Lily n'a pas vraiment les moyens de refuser un(e) client(e) : les finances sont au plus bas, les factures s'entassent, en deux mots elle est au bord de la faillite. Alors quand Maryse Pradelle lui demande de partir jusqu'à Montauban pour prouver que son mari a une aventure extra-conjugale, Lily n'a d'autre choix que d'accepter.

Sans grand enthousiasme, elle quitte donc la capitale pour la petite ville du sud, et s'apprête à effectuer un travail fastidieux et sans grand intérêt. Heureusement, dans l'hôtel où elle loge, un congrès annuel de commerciaux s'est également invité, et l'un d'eux ne la laisse pas insensible. Sauf que rien ne se déroulera comme elle l'avait prévu, et que très rapidement, Lily Verdine va se retrouver mêlée à une affaire trouble et dangereuse...

Malheureusement, cette seconde rencontre ne fut pas aussi réjouissante que la première. Pour commencer, le style de l'auteur m'a paru cette fois lourd et artificiel: Zolma a semble-t-il voulu utiliser le "parlé" du milieu (argot, tournures de phrases...) mais je n'ai pas réussi à y adhérer. Impossible pour moi d'imaginer une privée du XXIème siècle s'exprimer ainsi. J'avais parfois l'impression de me retrouver dans certains vieux films de gangsters. C'est peut-être un peu étrange, mais ce "parlé" manquait de féminité à mon goût; je devais sans cesse me remettre en tête que le narrateur était du sexe féminin (oui, je sais, dit comme ça, ça à l'air un peu réac :-D ).
Le style a donc pour moi été un réel frein à ma lecture. L'intrigue en elle-même est certes bien ficelée, et comme dans Mistral Gagnant, Zolma en profite pour "taper" sur des questions tristement d'actualité. Mais voilà, je n'ai pas été embarquée. J'ai lu pour savoir, mais n'ai ressenti aucune urgence, aucun frisson.
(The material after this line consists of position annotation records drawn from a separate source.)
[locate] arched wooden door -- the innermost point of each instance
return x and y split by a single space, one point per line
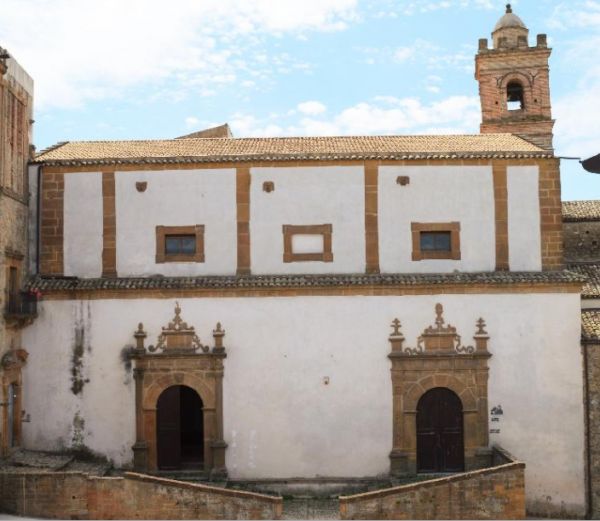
179 429
440 445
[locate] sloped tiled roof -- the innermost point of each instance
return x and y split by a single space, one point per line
77 153
591 288
574 211
302 281
590 325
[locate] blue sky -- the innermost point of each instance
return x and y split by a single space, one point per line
143 69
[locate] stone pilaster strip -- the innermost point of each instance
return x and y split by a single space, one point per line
52 224
501 214
371 217
109 226
243 220
551 214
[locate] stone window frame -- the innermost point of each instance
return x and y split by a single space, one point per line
452 227
196 230
289 230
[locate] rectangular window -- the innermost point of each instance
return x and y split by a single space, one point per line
307 243
180 243
436 241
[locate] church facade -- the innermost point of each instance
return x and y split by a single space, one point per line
316 307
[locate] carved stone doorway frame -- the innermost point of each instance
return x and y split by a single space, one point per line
439 360
184 360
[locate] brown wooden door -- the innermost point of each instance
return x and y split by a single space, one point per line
440 446
168 429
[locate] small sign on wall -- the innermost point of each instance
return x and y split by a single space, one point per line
496 414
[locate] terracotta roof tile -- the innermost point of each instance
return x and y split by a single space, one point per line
574 211
302 281
292 148
590 325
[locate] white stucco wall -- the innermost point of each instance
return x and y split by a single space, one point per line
524 232
176 198
83 224
303 196
280 420
436 194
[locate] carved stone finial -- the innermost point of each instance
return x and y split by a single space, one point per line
396 325
140 335
218 335
178 336
3 57
396 338
439 311
481 327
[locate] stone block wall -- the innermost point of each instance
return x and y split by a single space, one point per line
494 493
72 495
592 354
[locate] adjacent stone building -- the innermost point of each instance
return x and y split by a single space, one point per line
18 308
582 252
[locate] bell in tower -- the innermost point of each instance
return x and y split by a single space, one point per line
514 84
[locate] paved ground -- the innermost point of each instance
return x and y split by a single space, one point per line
38 461
311 508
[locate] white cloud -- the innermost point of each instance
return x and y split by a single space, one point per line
79 51
382 115
392 8
311 108
575 14
191 121
577 129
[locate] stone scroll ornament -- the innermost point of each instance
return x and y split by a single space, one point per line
438 338
178 336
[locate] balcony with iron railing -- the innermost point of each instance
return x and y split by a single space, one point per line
21 309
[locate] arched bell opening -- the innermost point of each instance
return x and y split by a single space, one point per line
179 429
515 96
440 437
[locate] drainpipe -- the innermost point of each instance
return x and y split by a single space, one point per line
586 404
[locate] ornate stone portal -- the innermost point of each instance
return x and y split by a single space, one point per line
439 360
11 366
182 360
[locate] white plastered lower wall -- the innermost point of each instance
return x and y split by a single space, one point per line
280 419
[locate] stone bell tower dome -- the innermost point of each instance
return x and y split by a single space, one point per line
514 84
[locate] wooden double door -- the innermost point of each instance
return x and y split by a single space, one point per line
440 444
179 429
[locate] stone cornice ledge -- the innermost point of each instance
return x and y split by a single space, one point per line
342 284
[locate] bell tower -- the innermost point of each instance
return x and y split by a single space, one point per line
514 83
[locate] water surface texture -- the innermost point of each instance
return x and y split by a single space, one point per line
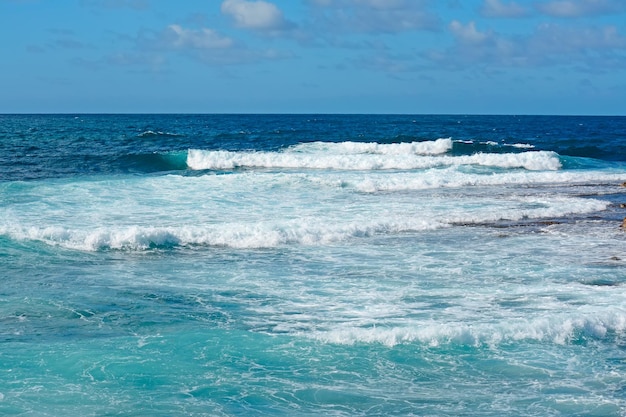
281 265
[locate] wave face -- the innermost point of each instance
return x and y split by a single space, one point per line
342 265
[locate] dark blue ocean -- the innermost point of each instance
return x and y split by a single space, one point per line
312 265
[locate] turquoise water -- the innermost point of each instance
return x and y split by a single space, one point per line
196 265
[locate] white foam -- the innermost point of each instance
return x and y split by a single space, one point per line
436 147
558 328
236 235
319 225
452 178
219 160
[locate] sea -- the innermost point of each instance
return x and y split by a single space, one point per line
312 265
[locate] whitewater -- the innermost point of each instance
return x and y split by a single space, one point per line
308 265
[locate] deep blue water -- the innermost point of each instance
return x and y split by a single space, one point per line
203 265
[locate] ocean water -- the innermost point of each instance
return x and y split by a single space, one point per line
309 265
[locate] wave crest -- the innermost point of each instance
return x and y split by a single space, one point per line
368 161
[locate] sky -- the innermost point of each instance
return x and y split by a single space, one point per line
313 56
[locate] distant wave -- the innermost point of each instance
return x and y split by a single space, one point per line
151 133
557 329
435 147
368 156
271 233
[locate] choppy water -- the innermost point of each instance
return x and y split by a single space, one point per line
197 265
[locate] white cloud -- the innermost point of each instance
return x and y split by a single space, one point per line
581 8
256 15
372 16
495 8
179 37
580 48
467 33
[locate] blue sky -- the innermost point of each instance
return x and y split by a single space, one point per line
313 56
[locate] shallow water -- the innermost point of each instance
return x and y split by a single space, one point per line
215 265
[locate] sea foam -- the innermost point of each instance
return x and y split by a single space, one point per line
220 160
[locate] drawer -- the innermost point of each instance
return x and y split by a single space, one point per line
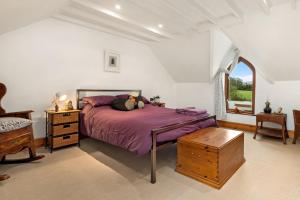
61 118
64 129
14 145
65 140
Je conseillerai donc à ceux qui veulent découvrir cet auteur, de plutôt se diriger vers Mistral Cinglant, roman que j'avais bien plus apprécié.

Laurence

Extrait :

Maryse est arrivée à l'heure. Elle était allée directement au bar et avait questionné Philippe. Il avait désigné du menton la table en formica que j'occupais au fond de la salle à côté du billard français.
Quand elle s'est dirigée vers moi, elle était assez loin et je n'apercevais pas les détails. Elle paraissait beaucoup plus jeune que sa voix. De près, j'avais rectifié : elle était bien à point, la baronne. Mais, elle appartenait à ce genre de femmes qui mettent tout en œuvre pour planquer les traces du vieillissement. Coups de serpe plus ou moins inspirés d'un chirurgien esthétique, maquillage étalé au rouleau, teinture rutilante histoire de masquer quelques cheveux blancs, fringues colorées dans les tons floralies tropicales... Et le plus impressionnant, c'était ses mains: une vitrine de la place Vendôme! Une bagouse de plus et il faudrait lui greffer une phalange, à la vieille.
J'étais toujours un peu surprise devant ce type de gonzesse. D'accord, le fait de me rapprocher de mon épitaphe ne me réjouissait pas, moi non plus. Mais autant d'énergie consacrée à se transformer une vitrine des grands boulevards la veille de Noël, ça m'étonnait toujours. J'aimais pas trop, à vrai dire. Alors, faut bien avouer que Maryse Pradelle, d'emblée, elle m'a déplus. Hélas, ce jour-là, l'argent n'avait plus d'arôme. Impossible de choisir le client.
[...]
J'étais soulagée par la perspective de récupérer un peu de fraîche. Maryse Pradelle m'a confirmé ses désirs de preuves puis on a topé et conclu sur un montant d'honoraires décent avant de terminer nos breuvages. J'ai suggéré de passer chez elle le lendemain pour récupérer des photos, histoire de mémoriser la trombine du gonze. Et pour prendre une petite avance, aussi. On a retopé. Elle est partie.
Philippe m'a apostrophée :
- Dis donc, tu l'avais bien imaginée la mamie. Mais putain, nom d'Illich, t'as maté les fresques sur la gueule ? On croirait la Sixtine. Enfin, chacun son truc. Et ton affaire, ça se précise ?
- Ouais. Je vais sûrement partir à Montauban. Le mâle aurait trouvé une autre femelle dans ce coin. Il pourrait songer à changer de tanière, donc elle préfère s'assurer une rente avant la migration.